Larger Livestock Loans Boost Farm Lending

by Colter Brown

Demand for livestock loans grew in the third quarter, boosting agricultural lending activity. However, demand for operating loans was more subdued, and total non-real estate lending remained near its average of the past decade.

The Kansas City Federal Reserve Bank said the average size of loans for some livestock categories reached an all-time high and contributed to the increased lending. While the average size of operating loans also remained elevated, a smaller number of loans limited the overall financing of operating expenses.

The agricultural economy generally remained strong in the third quarter as elevated commodity prices continued to support farm incomes. Prices of most major crops were at multi-year highs moving into fall harvest and supported farm revenue prospects. However, weakness in the cattle industry persists as low cattle prices continue to limit profit margins for producers. In addition, concerns about drought and higher input costs continue to intensify and likely contributed to an increase in financing needs in the livestock sector.

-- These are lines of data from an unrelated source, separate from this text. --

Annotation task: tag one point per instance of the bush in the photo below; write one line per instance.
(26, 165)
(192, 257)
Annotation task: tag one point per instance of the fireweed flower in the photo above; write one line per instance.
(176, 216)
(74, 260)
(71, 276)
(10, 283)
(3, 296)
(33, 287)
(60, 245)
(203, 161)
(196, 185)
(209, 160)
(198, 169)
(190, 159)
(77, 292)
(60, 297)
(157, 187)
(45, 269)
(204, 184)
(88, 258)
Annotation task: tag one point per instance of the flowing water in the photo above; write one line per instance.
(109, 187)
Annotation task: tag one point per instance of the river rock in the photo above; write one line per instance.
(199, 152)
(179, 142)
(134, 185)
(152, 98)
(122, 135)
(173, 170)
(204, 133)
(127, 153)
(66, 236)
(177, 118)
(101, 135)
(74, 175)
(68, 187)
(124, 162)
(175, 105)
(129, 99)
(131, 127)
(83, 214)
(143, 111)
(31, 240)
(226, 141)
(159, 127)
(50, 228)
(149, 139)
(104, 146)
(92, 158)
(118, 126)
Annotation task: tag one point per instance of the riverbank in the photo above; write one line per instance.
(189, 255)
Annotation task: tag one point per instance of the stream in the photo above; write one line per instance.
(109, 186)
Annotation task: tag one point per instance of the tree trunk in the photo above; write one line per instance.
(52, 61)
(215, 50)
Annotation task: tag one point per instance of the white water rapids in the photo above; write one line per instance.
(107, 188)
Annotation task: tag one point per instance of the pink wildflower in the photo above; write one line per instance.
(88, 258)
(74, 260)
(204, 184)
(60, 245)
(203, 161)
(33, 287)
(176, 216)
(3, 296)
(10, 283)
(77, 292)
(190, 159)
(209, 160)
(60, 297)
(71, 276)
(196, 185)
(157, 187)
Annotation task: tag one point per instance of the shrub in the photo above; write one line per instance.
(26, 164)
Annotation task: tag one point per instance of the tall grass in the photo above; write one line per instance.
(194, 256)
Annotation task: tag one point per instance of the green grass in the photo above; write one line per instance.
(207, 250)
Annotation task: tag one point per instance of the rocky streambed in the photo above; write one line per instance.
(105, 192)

With sharp increases from a year ago, lending for livestock purchases continued to trend above the recent historical average for the third quarter. The volume of loans for livestock other than feeders was nearly double the inflation adjusted average during the same quarter from 2010-2019. Feeder livestock loans were also slightly greater than the recent average while operating loans were slightly less.

Alongside an increase in loan sizes, interest rates remain low, and loan durations are higher than recent averages. Rates charged on all types of loans except operating loans declined slightly from a year ago and reached an all-time low for the third quarter. The average maturity of all types of loans, except machinery and equipment loans, were higher than a year ago.